India climbed one step to 130 among 189 nations in the latest human development index published on Friday (14) by the United Nations Development Programme (UNDP).

India’s human development index (HDI) value is above the average of 0.638 in the south Asia region. India was at 131 rank with HDI value of 0.624 in 2016.

India’s HDI value for last year stood at 0.640, which helped the country to get a position in the medium human development category, according to the Human Development Report (HDR) released by the UNDP.

During the 27-year long period between1990 and 2017, India’s HDI value rose from 0.427 to 0.640, an increase of nearly 50 per cent. The rise in the HDI value is a bright signal India’s significant milestone in pushing millions of people out of poverty, UNDP report said.

Norway, Switzerland, Australia, Ireland and Germany topped the ranking. Niger, the Central African Republic, South Sudan, Chad and Burundi positioned at the bottom exhibiting poor growth in standard of living.

The latest report released on Friday (14) signaled continued human development. Out of the 189 countries, 59 countries are now in the very high human development category and only 38 nations fall in the low HDI category, the report added.

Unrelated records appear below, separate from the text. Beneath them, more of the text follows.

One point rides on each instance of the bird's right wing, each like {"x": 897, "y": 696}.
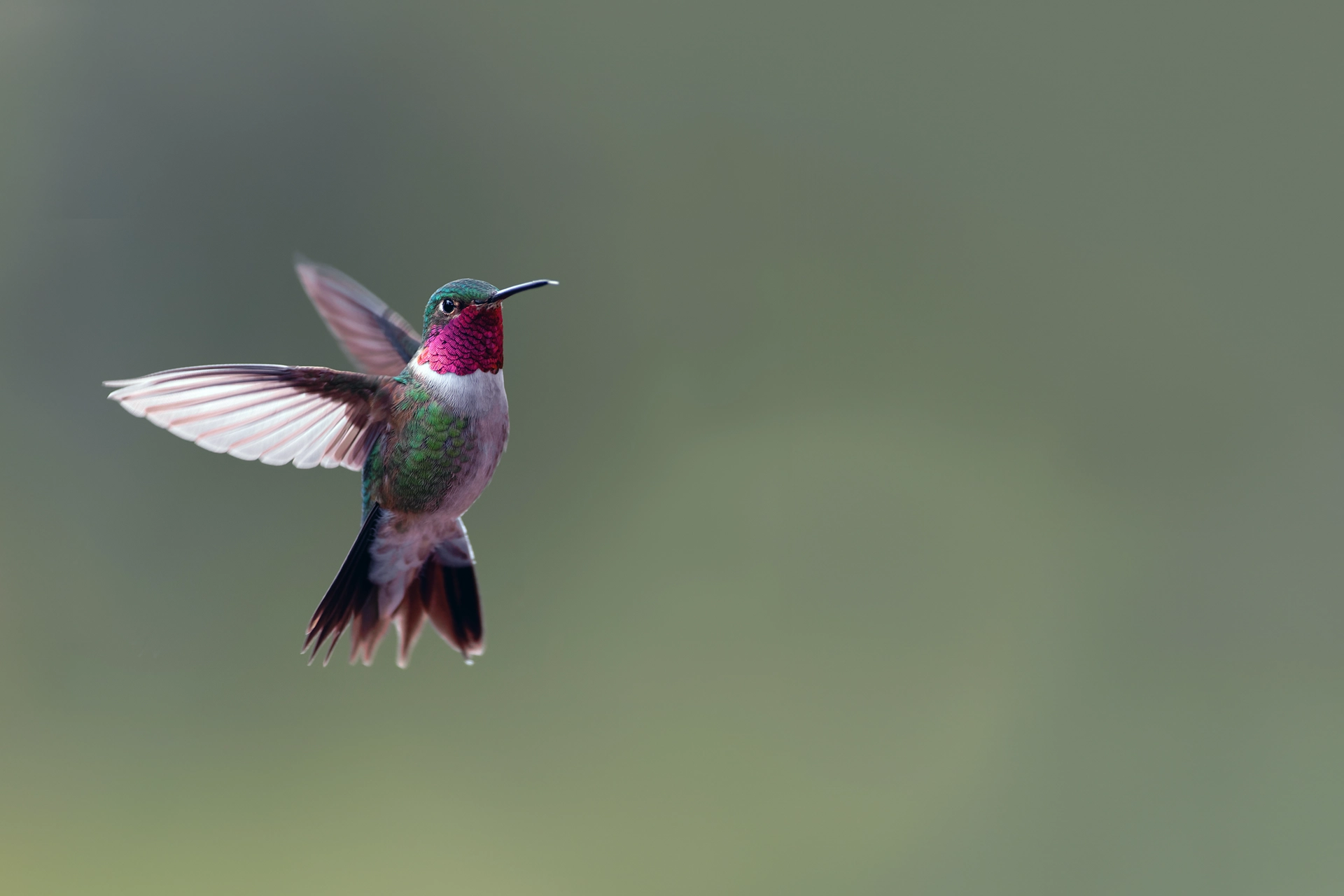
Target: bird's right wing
{"x": 377, "y": 339}
{"x": 302, "y": 415}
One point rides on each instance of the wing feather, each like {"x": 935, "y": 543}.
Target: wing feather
{"x": 302, "y": 415}
{"x": 377, "y": 339}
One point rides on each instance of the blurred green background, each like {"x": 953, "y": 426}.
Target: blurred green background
{"x": 926, "y": 479}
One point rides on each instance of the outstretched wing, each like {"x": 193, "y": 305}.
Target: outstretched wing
{"x": 307, "y": 415}
{"x": 377, "y": 339}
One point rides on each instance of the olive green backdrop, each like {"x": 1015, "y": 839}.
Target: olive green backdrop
{"x": 926, "y": 479}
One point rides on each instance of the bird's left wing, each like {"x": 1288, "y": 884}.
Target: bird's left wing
{"x": 377, "y": 339}
{"x": 305, "y": 415}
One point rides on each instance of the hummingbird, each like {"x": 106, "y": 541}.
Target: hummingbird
{"x": 425, "y": 419}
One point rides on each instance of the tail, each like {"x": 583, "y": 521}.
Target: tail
{"x": 444, "y": 593}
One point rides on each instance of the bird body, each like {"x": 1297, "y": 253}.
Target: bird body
{"x": 426, "y": 424}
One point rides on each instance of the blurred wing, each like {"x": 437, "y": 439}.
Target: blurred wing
{"x": 377, "y": 339}
{"x": 307, "y": 415}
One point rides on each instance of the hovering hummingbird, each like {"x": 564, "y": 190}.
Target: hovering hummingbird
{"x": 426, "y": 422}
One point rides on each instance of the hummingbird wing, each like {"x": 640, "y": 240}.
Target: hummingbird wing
{"x": 305, "y": 415}
{"x": 377, "y": 339}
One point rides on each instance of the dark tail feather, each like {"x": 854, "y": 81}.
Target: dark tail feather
{"x": 353, "y": 597}
{"x": 448, "y": 596}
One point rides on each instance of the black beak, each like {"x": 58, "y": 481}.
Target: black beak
{"x": 521, "y": 288}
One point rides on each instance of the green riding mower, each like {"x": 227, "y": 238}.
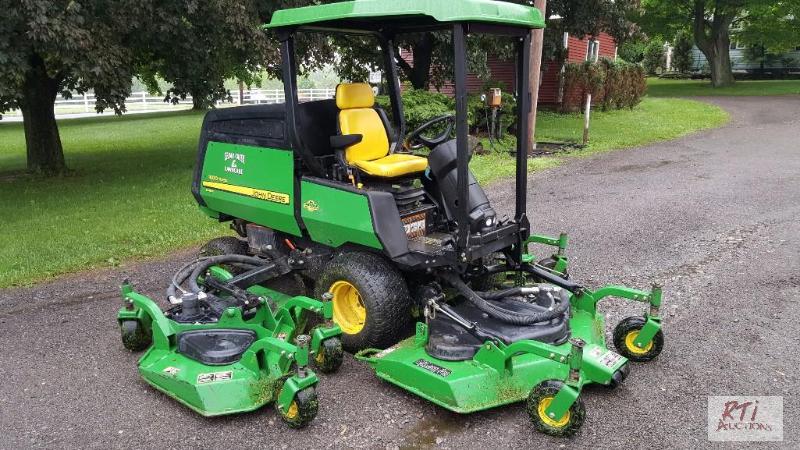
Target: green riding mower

The human development index or HDI is the summary measure for obtaining long-term growth in three basic requirements needed for human development which include life expectancy, education and standard of living.

According to the latest data released, East Asia and the Pacific region registered the second highest growth in HDI at 41.8 per cent between 1990 and 2017. However, when adjusted for inequality, it experienced a 15.6 per cent loss in HDI. While the gender gap between men and women in HDI is 4.3 per cent, below the global average of six percent, women’s share of parliamentary seats remains one of the lowest among developing regions at 19.8 per cent, compared to the global average of 23.5 per cent.

Meanwhile, south Asia experienced the fastest HDI growth among developing regions with a 45.3 per cent increase since 1990. During that period, life expectancy grew by 10.8 years, as did expected years of schooling for children (by 21 per cent). The loss in HDI due to inequalities is about 26 per cent. South Asia has the widest gap between men and women in HDI at 16.3 per cent.